Multiphysics Analysis of an Infrared Bolometer

J. S. Crompton [1], J. Thomas [1], K. Koppenhoefer [1],
[1] AltaSim Technologies, Columbus, OH, USA
Published in 2015

Bolometers are used in a number of applications including night vision cameras, astronomy, and particle physics to measure the power of incident electromagnetic radiation. The general principle of operation is shown below: a strip of conducting material is exposed to incident electromagnetic radiation, energy is absorbed and the temperature of the material rises.

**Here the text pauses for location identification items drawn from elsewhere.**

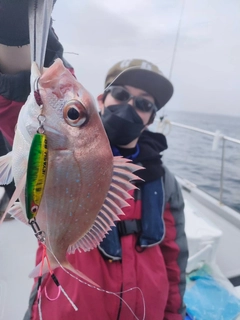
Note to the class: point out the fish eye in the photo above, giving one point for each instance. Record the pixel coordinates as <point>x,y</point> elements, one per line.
<point>74,113</point>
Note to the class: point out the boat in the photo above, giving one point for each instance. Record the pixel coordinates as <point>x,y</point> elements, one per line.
<point>212,229</point>
<point>213,232</point>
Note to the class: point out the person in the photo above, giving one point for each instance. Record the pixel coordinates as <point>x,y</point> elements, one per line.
<point>140,265</point>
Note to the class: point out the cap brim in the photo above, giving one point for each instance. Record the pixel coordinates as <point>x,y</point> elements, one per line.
<point>155,84</point>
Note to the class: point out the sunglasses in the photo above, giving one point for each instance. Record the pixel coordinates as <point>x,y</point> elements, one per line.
<point>140,103</point>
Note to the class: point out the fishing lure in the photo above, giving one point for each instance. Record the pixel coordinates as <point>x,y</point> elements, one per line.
<point>36,174</point>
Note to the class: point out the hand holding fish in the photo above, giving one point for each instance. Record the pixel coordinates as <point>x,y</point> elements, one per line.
<point>85,185</point>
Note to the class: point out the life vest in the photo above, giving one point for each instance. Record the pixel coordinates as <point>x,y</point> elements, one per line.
<point>150,228</point>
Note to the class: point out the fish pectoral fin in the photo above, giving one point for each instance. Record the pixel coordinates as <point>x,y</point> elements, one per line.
<point>65,265</point>
<point>6,175</point>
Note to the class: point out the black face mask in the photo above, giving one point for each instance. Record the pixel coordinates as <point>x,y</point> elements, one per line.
<point>122,124</point>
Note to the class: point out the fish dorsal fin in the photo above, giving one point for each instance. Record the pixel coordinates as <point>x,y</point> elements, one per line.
<point>111,208</point>
<point>6,175</point>
<point>16,211</point>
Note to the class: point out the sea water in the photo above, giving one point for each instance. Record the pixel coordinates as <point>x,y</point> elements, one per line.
<point>191,155</point>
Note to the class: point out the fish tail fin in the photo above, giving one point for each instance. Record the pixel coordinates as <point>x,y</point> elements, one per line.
<point>70,267</point>
<point>65,264</point>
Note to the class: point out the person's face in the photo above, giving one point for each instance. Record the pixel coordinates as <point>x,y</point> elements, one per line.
<point>109,101</point>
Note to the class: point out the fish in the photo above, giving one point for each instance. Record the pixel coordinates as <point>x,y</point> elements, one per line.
<point>86,186</point>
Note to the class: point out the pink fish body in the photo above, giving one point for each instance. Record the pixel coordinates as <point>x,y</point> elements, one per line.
<point>85,185</point>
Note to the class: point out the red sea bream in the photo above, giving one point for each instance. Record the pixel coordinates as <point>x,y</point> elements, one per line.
<point>85,185</point>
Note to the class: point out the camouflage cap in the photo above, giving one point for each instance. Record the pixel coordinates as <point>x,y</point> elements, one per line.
<point>143,75</point>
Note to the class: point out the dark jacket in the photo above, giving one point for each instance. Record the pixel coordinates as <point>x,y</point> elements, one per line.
<point>149,279</point>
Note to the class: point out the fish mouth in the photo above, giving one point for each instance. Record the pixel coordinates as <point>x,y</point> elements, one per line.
<point>57,139</point>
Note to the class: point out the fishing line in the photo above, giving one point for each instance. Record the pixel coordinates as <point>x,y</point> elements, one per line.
<point>116,294</point>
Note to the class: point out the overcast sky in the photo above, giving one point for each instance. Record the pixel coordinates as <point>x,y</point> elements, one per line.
<point>206,63</point>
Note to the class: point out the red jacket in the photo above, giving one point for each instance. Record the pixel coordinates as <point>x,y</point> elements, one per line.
<point>155,272</point>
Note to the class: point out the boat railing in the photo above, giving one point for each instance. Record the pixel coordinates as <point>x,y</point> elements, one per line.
<point>164,126</point>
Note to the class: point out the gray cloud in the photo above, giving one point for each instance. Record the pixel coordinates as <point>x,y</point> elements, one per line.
<point>206,62</point>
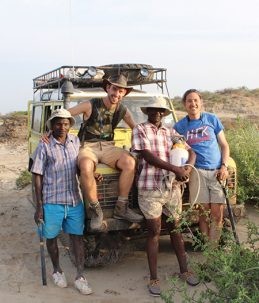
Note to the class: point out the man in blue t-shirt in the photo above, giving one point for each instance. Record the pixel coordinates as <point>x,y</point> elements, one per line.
<point>204,133</point>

The resulting reduction in electron mobility manifests itself as a reduced electrical conductivity. If a bias current is already flowing through the strip then a reference potential is known and any change in conductivity causes a change in the reference potential which can be related to the amount of incident electromagnetic radiation. Depending on the rate of change in the material’s electrical resistance with temperature and specifics of the bolometer design, temperature changes less than 0.0001 degC can be detected. To explore the effect of bolometer designs on detection of incident electromagnetic radiation, a computational model of a bolometer was developed using COMSOL Multiphysics® software.

Bolometer functionality is based on three main physical phenomena: radiation through the ambient environment, heat transfer within the solid parts and conservation of electric currents. The external radiation source originating from incident electromagnetic radiation associated with sunlight can be defined via the solar position in which the direction and intensity of the sun’s incident radiation is based on the latitude and longitude position on the Earth, the date, and the time. Bolometer operation is modeled by coupling heat transfer and electric current.

Bolometers show greatest sensitivity when operating in a regime in which the absorbing strip material shows a strong dependence of conductivity to temperature. Depending on the material chosen for the absorbing strip, some bolometers may be more sensitive when operated at cryogenic temperatures.